Links to Paper and Supplementary Materials

Main Paper (Open Access Version): https://papers.miccai.org/miccai-2025/paper/5171_paper.pdf

SharedIt Link: https://rdcu.be/eHaYv

SpringerLink (DOI): https://doi.org/10.1007/978-3-032-04965-0_48

Supplementary Material: Not Submitted

Link to the Code Repository

N/A

Link to the Dataset(s)

N/A

BibTex

@InProceedings{LeeHyu_Sparse3Diff_MICCAI2025,
        author = { Lee, Hyun Jung AND Jo, Eunjung AND Lim, Minjoo AND Son, Young-Han AND Kang, Bogyeong AND Nam, Hyeonyeong AND Jeong, Ji-Hoon AND Shin, Dong-Hee AND Kam, Tae-Eui},
        title = { { Sparse3Diff: A Diffusion Framework for 3D Reconstruction from Sparse 2D Slices in Volumetric Optical Imaging } },
        booktitle = {proceedings of Medical Image Computing and Computer Assisted Intervention -- MICCAI 2025},
        year = {2025},
        publisher = {Springer Nature Switzerland},
        volume = {LNCS 15963},
        month = {September},
        page = {510 -- 519}
}

Reviews

Review #1

Please describe the contribution of the paper

This paper introduces a new diffusion-based framework for reconstructing 3D volumes from sparse 2D slices by generating intermediate slices between sparse slices. The model integrates z-position information to enhance spatial correspondence between slices, and a self-alignment strategy that fine-tunes the pre-trained model to sufficiently use sparse slices for slice generation. The experiments on three datasets evaluated its effectiveness for sparse 3D volume reconstruction in optical imaging.
Please list the major strengths of the paper: you should highlight a novel formulation, an original way to use data, demonstration of clinical feasibility, a novel application, a particularly strong evaluation, or anything else that is a strong aspect of this work. Please provide details, for instance, if a method is novel, explain what aspect is novel and why this is interesting.

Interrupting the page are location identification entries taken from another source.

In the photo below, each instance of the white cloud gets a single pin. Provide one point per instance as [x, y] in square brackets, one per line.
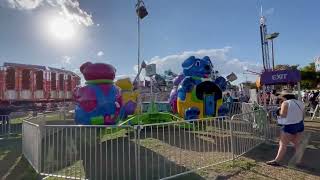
[70, 9]
[66, 60]
[100, 53]
[220, 60]
[269, 11]
[24, 4]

The idea of incorporating z-position for conditional diffusion modeling is novel for this z-axis sparse-to-dense reconstruction application.
Please list the major weaknesses of the paper. Please provide details: for instance, if you state that a formulation, way of using data, demonstration of clinical feasibility, or application is not novel, then you must provide specific references to prior work.

1.The paper is not well illustrated and explained, for instance, why V-loss is able to preserve structural details more effectively since V(X_t) just represents a combination of noise and intermediate slice. And what will it happen if the prediction errors of the intermediate slices accumulate? 2.The self-alignment strategy in both Fig.1 and the text is difficult to understand. And the rationality of this strategy is not clearly explained.
Please rate the clarity and organization of this paper

Poor
Please comment on the reproducibility of the paper. Please be aware that providing code and data is a plus, but not a requirement for acceptance.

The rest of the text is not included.